The role of CSR within this overall framework is probably less important that the surveys suggest. Most telecommunication companies spend significant amounts on CSR but also have highly complex contracts that frequently end up costing their users substantial sums. Most people if they feel ‘ripped off’ are going to weight their personal pain well ahead of any positives from an observed CSR contribution and tell their friends about their ‘bad’ perception.
However, as already demonstrated, actions really do speak louder than words – most of an organisation’s reputation will be based on the actual experiences of a wide range of stakeholders and what they tell other stakeholders about their experiences and interactions. Starting at Board level with governance policies that focus on all of the key stakeholder constituencies including suppliers, customers, employees and the wider community is a start. Then backing up the policy with effective employment, surveillance and assurance systems to ensure the organisation generally ‘does good’ and treats all of its stakeholders well and you are well on the way. Then from within this base, CSR will tend to emerge naturally and if managed properly becomes the ‘icing on the cake’.
In short, genuine and sustained CSR is a symptom of good governance and a caring organisation that is simply ‘good to do business with’.
Unfortunately, the current focus on CSR will undoubtedly tempt organisations to treat CSR as just another form of advertising expenditure and if enough money is invested it may have a short term effect on the organisation’s reputation – but if it’s not genuine it won’t last.
One resource to help organisations start on the road to a sustainable culture of CSR is ISO 26000: 2010 – Social responsibility. The Standard helps clarify what social responsibility is, helps businesses and organisations translate principles into effective actions and shares best practices relating to social responsibility. This is achieved by providing guidance on how businesses and organisations can operate in a socially responsible way which is defined as acting in an ethical and transparent way that contributes to the health and welfare of society. Figure 1 provides an overview of ISO 26000.

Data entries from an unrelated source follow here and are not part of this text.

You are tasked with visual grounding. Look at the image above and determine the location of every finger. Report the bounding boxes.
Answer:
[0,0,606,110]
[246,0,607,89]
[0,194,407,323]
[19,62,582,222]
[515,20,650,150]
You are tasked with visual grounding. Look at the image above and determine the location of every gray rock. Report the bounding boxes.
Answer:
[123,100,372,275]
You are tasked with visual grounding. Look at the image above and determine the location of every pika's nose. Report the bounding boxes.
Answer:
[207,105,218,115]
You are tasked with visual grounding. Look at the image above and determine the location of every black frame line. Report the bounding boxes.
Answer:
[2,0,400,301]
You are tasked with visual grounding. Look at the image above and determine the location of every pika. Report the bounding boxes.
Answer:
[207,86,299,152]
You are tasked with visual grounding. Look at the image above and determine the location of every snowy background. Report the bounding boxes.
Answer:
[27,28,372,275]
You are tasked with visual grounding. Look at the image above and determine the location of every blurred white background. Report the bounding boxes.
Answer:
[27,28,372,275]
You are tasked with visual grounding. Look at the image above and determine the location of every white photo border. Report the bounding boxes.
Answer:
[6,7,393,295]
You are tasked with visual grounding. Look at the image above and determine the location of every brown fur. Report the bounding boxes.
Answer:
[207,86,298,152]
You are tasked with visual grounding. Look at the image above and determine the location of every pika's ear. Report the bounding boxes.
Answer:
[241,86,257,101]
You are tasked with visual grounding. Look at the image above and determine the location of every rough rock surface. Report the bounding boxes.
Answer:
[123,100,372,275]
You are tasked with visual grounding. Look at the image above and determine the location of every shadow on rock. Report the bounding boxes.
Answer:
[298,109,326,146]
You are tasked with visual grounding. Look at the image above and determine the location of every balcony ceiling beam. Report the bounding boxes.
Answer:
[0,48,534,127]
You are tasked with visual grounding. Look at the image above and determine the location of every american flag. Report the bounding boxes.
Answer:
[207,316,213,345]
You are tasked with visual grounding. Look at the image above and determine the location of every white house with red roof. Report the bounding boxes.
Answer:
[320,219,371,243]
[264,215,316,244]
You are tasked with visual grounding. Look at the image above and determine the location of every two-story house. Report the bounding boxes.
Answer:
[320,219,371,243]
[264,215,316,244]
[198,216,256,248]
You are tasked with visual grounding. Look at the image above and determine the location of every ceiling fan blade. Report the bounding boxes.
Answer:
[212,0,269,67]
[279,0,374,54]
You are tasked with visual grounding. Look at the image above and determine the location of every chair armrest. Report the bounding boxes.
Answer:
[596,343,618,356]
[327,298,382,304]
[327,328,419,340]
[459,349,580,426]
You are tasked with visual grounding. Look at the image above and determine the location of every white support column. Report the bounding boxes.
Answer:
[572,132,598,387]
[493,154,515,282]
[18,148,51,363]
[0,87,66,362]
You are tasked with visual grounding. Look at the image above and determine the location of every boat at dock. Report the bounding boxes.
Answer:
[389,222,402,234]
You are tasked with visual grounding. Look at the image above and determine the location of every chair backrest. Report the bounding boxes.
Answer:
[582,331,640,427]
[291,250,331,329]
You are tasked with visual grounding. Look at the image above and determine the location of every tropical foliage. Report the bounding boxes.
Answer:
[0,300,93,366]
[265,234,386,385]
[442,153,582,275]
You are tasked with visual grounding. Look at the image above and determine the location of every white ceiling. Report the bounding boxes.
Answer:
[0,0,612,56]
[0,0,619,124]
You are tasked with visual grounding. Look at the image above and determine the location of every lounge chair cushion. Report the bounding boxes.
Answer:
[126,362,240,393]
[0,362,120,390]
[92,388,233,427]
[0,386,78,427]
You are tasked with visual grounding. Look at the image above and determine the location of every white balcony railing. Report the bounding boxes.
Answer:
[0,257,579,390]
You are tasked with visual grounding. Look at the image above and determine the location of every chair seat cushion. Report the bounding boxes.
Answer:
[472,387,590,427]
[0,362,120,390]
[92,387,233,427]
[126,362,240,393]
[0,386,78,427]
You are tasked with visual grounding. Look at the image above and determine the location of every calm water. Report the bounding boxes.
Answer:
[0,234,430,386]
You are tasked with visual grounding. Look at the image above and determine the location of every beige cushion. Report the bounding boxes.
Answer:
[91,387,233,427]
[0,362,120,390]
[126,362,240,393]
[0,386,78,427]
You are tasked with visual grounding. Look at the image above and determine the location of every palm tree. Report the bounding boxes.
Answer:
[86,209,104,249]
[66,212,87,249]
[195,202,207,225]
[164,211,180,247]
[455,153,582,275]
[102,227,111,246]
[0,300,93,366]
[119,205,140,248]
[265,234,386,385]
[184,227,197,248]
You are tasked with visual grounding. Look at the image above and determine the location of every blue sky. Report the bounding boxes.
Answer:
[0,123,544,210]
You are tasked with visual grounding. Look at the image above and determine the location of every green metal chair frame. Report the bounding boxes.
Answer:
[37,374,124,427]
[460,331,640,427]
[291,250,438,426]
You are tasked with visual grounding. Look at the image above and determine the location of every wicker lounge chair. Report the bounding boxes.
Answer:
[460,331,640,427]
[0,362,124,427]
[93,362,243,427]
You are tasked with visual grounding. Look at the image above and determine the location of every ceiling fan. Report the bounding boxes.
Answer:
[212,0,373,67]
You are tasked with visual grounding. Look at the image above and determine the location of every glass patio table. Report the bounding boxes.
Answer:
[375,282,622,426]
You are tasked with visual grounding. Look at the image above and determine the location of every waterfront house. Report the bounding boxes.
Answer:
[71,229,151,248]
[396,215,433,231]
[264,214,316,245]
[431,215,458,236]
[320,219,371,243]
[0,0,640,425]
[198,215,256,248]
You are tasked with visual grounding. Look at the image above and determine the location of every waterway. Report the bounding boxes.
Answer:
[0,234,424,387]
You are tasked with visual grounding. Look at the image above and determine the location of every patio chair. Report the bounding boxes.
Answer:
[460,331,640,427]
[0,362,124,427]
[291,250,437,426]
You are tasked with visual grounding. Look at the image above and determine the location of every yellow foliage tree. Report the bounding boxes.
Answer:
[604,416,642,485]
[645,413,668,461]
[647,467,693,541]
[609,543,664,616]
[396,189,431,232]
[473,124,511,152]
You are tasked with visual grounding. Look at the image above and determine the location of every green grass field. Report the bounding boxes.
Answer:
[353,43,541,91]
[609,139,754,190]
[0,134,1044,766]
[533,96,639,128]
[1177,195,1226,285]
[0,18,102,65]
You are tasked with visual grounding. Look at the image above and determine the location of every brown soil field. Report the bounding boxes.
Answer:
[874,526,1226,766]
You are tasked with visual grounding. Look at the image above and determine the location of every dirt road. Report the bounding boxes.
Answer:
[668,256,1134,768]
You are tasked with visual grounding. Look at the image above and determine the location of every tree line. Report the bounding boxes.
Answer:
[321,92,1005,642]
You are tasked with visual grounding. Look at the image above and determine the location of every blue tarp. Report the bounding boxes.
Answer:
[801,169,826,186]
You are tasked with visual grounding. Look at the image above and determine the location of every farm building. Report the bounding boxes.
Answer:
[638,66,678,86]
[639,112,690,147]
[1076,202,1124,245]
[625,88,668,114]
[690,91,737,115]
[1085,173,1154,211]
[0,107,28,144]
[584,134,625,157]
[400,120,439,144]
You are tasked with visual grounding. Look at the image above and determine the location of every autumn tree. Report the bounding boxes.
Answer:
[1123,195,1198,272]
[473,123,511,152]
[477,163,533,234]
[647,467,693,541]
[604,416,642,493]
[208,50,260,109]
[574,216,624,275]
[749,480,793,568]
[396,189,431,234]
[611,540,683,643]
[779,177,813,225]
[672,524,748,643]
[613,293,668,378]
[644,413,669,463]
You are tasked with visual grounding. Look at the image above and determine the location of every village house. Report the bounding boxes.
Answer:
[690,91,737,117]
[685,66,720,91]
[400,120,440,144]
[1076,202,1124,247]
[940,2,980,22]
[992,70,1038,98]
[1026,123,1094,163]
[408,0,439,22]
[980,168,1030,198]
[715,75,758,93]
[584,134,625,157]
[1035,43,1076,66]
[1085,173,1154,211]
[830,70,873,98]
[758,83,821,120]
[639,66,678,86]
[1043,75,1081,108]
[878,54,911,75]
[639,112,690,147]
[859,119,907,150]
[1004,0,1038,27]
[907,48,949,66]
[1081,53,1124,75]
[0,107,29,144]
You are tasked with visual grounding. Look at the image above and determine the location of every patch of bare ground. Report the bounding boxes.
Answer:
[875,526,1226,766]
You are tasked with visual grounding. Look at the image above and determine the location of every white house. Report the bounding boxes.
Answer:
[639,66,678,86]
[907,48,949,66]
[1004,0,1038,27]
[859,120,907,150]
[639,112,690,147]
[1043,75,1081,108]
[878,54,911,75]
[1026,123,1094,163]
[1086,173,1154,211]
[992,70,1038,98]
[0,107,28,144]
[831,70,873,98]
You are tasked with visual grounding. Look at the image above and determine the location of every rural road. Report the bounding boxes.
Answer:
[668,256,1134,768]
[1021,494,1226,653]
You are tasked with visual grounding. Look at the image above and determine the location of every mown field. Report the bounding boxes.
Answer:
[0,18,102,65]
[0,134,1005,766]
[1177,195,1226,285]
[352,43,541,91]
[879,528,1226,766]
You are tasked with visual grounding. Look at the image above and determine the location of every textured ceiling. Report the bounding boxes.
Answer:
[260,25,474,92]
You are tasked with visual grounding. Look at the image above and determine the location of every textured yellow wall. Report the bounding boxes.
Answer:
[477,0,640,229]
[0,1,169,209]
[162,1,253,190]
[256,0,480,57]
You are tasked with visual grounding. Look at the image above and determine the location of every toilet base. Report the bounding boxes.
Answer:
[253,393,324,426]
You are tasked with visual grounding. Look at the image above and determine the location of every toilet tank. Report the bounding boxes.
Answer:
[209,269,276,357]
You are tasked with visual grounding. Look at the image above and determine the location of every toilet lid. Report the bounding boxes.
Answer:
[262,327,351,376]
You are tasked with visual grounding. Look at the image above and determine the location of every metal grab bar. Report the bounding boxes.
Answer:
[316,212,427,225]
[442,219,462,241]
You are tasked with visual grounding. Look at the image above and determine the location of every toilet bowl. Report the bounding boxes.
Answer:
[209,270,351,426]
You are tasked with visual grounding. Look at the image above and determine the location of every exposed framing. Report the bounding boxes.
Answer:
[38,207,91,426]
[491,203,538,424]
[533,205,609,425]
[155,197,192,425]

Interestingly, my view that understanding who the organisation’s stakeholders really are and engaging with them effectively is the key to success, is also seen as crucial by the standard developers! For more on stakeholder mapping see: http://www.stakeholdermapping.com
This has grown into a rather long post! But the message is simple: Effective CSR is a welcome symptom of an organisation that understands, and cares about its stakeholders and this type of organisation tends to be more successful than those that don’t!